High VM-EXIT and Host CPU usage on idle with Windows Server 2025

@_gabriel exactly as @RoCE-geek said.


Hardware: 2x Xeon 6230R and both VMs had this config.

Code:
agent: 1
bios: ovmf
boot: order=scsi0;ide2;ide0;net0
cores: 52
cpu: Cascadelake-Server-v5,flags=+md-clear;+pcid;+spec-ctrl;+pdpe1gb;+hv-tlbflush;+hv-evmcs
efidisk0: linstor_nvme_1:pm-33087c22_114,efitype=4m,ms-cert=2023,pre-enrolled-keys=1,size=3080K
hotplug: 0
ide0: ISO-1:iso/virtio-win-0.1.285.iso,media=cdrom,size=771138K
ide2: ISO-1:iso/Win11_23H2_English_x64.iso,media=cdrom,size=6548134K
machine: pc-q35-10.1
memory: 64000
meta: creation-qemu=10.1.2,ctime=1764535929
name: win11-23h2
net0: virtio=BC:24:11:E4:D1:51,bridge=vmbr0,firewall=1
numa: 1
ostype: win11
scsi0: linstor_nvme_1:pm-a0c6d8aa_114,discard=on,iothread=1,size=159383560K,ssd=1
scsihw: virtio-scsi-single
smbios1: uuid=xxxxxxxxxxxxxxxxxxxxxxxxxxxx
sockets: 2
tpmstate0: linstor_nvme_1:pm-29d19dc3_114,size=4M,version=v2.0
vga: virtio

Win23H2 is only marginally faster (margin of error) on all cores but the single core speedup is 18% which kinda reflects the max boost frequency during the single core test run.

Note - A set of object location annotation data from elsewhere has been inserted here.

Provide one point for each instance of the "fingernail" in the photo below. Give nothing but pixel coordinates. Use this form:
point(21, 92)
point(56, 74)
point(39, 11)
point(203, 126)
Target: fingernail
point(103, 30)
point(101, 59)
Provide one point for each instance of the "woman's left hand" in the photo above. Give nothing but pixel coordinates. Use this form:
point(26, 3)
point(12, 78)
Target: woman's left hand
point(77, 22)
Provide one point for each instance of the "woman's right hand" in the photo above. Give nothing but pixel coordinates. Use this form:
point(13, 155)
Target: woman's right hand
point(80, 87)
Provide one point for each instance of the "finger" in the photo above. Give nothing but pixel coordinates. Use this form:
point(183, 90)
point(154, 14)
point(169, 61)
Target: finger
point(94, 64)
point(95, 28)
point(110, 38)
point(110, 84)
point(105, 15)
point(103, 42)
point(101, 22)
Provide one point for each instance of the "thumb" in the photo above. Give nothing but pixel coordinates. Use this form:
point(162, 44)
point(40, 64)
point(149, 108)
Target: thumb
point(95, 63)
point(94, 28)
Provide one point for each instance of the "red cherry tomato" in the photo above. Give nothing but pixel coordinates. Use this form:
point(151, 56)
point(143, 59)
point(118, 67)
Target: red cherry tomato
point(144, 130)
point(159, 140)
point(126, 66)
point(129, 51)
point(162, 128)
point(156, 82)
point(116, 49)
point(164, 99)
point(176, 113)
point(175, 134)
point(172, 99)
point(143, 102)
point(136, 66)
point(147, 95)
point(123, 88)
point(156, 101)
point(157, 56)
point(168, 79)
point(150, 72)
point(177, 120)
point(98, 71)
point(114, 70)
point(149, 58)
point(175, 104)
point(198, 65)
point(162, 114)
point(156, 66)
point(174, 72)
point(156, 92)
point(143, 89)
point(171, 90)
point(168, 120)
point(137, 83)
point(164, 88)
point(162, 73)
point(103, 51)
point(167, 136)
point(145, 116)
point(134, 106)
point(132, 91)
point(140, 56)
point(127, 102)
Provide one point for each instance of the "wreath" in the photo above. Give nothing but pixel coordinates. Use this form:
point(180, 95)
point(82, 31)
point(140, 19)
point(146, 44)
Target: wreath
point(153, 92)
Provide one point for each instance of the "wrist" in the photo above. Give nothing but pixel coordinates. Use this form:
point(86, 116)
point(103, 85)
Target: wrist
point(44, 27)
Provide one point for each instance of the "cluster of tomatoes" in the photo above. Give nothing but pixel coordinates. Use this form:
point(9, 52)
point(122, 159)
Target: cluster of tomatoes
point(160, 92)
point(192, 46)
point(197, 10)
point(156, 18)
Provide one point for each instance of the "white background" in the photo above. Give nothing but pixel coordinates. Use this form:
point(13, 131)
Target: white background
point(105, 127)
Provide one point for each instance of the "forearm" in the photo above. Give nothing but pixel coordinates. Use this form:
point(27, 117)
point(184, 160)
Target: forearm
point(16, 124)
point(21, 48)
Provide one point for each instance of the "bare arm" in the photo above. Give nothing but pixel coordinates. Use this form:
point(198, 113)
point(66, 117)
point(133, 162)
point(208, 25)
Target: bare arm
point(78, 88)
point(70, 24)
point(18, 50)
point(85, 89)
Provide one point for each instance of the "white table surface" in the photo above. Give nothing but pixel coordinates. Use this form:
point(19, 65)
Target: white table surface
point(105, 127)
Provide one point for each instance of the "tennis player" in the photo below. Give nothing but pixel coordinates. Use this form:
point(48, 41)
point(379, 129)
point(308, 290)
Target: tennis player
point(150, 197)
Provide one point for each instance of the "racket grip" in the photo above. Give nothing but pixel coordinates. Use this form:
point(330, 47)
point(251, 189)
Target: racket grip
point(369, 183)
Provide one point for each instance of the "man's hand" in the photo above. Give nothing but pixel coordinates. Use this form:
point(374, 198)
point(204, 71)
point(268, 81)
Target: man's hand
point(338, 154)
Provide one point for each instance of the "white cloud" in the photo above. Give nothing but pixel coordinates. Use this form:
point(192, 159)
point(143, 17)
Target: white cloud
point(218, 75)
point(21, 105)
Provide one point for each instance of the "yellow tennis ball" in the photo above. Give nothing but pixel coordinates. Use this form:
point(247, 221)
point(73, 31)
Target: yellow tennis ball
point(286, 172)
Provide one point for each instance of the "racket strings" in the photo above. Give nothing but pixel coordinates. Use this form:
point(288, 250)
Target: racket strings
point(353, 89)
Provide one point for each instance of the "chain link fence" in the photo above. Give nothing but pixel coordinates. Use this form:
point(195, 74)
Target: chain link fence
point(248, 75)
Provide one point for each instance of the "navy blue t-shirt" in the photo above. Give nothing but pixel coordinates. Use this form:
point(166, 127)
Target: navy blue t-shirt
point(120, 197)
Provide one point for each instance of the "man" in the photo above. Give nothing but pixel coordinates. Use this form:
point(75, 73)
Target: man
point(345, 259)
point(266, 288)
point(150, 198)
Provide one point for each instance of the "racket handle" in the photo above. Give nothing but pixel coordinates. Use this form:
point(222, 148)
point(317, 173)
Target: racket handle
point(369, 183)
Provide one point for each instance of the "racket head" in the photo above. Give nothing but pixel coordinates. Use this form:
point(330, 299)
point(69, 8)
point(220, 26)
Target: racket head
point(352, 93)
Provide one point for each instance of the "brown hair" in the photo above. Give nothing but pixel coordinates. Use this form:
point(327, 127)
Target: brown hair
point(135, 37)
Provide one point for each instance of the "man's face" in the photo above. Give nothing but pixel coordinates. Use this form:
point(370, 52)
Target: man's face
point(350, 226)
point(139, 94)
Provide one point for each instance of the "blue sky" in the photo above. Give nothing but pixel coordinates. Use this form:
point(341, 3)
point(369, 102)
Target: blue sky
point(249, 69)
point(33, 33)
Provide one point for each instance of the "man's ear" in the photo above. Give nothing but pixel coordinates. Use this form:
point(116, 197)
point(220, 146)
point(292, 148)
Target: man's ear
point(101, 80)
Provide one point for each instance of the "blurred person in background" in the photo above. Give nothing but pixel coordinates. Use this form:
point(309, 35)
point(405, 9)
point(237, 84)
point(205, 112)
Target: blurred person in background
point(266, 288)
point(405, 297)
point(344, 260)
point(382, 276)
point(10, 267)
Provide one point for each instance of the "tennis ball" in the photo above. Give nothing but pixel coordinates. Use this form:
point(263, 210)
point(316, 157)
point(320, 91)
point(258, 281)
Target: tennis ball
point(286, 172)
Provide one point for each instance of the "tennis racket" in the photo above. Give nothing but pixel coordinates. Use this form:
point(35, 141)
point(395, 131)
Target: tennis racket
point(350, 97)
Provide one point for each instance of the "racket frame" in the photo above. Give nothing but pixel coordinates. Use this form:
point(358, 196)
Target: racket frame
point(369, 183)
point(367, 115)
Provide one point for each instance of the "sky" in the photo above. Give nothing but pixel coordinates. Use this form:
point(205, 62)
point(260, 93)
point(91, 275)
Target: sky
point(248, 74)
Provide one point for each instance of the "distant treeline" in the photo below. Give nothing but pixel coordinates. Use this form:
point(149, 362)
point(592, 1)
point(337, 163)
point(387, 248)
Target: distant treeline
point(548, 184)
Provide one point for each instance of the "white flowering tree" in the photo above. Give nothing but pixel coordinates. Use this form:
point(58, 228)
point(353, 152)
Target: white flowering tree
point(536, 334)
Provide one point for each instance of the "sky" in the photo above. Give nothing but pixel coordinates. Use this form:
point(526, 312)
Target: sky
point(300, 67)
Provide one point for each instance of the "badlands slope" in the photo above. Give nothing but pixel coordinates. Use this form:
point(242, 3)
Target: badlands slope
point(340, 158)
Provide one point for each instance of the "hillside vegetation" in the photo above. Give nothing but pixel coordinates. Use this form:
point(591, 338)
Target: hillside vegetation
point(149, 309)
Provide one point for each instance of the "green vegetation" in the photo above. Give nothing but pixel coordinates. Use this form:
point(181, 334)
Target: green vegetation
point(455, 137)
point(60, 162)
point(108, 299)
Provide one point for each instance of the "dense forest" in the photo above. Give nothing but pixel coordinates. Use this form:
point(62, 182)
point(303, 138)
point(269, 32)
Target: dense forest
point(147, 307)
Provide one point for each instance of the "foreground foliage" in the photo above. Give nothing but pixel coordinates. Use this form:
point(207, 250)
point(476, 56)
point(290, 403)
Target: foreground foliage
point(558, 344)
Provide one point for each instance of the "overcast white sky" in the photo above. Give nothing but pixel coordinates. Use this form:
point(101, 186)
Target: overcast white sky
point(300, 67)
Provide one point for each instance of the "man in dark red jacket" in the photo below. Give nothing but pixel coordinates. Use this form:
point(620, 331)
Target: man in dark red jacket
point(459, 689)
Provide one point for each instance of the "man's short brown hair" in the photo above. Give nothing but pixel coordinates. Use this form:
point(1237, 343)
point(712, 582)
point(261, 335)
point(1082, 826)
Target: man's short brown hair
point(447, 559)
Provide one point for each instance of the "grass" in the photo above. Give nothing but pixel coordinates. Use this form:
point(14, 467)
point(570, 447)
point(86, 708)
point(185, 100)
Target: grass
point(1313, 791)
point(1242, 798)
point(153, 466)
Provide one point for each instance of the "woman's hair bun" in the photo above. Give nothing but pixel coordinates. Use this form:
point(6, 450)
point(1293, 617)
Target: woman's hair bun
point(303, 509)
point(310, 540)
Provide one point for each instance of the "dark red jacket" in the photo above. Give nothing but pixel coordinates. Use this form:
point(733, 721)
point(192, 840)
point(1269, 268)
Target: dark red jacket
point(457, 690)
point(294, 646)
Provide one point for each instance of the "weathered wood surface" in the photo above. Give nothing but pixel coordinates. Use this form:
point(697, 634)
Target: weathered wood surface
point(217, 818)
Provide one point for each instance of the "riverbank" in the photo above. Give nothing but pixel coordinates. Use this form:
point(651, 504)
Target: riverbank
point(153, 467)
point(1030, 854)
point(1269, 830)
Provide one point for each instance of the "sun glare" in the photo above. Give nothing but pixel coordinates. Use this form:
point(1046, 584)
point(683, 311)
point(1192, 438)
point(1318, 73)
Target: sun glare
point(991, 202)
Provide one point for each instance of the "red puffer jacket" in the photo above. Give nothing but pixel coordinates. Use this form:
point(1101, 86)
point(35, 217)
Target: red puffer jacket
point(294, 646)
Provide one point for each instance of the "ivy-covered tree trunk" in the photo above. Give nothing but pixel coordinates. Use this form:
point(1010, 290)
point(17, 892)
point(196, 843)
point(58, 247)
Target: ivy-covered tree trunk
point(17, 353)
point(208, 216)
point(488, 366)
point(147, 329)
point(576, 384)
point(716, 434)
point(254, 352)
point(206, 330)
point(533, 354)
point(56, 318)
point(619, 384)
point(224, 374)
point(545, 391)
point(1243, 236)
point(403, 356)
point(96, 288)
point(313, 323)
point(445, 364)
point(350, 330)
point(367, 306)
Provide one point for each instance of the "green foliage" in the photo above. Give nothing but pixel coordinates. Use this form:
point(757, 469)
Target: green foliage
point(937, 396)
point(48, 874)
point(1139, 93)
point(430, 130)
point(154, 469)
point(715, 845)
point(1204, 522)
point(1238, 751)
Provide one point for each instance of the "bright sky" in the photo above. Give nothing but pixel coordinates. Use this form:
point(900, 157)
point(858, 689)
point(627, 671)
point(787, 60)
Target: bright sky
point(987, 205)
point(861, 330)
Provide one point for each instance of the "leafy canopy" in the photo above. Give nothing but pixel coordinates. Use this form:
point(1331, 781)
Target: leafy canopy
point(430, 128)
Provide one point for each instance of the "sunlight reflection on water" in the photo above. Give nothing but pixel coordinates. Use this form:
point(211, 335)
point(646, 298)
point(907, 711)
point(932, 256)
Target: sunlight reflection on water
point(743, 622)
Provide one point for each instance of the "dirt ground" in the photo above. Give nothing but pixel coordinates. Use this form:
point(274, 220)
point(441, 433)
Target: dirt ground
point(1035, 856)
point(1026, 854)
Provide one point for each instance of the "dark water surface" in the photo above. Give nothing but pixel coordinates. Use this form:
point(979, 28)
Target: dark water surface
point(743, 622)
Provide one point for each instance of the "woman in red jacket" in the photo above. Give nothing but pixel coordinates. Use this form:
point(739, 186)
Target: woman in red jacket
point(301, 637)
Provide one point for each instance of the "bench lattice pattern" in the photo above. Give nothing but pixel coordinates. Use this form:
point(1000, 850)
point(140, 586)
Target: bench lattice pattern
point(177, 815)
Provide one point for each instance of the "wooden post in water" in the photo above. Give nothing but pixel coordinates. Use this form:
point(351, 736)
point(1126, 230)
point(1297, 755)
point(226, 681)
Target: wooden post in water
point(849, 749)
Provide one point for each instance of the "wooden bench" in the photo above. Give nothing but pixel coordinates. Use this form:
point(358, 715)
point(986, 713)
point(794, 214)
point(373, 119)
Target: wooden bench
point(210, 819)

Xeon 6230R was able to boost up to 3.75GHz in Win11 23H2 vs 3.1GHz turbo boost on Win11 25H2.

2025-12-01_00-20.png2025-12-01_00-10.png
 
  • Like
Reactions: RoCE-geek
Just for reference, updating PVE to 9.1 / Kernel 6.17 did reduce my CPU usage for VM's, including Windows Server 2025
Node CPU: AMD Epyc 9355P, VM Processor Type: x86-64-v4, virtio-win-0.1.271

Node1 Windows Server 2025 VM CPU usage:
1764583329446.png


Node2 Windows Server 2025 VM CPU usage:
1764583501087.png
 
Just for reference, updating PVE to 9.1 / Kernel 6.17 did reduce my CPU usage for VM's, including Windows Server 2025
Node CPU: AMD Epyc 9355P, VM Processor Type: x86-64-v4, virtio-win-0.1.271

Node1 Windows Server 2025 VM CPU usage:
View attachment 93485


Node2 Windows Server 2025 VM CPU usage:
View attachment 93487
Thanks, will check the impact. What's your VM version? Was the PVE upgrade itself only one change made?
 
Here is a reference to the documentation: https://www.qemu.org/docs/master/system/i386/hyperv.html

The fallback that people noticed to other timers is desired. Yes, Windows 2025/11 instituted more timers because Windows software is broken and may not function well in VM, so this is a kernel change in Windows causing more interrupts. You can play with the above switches to see if you can get better emulation of HyperV but even there is higher CPU usage.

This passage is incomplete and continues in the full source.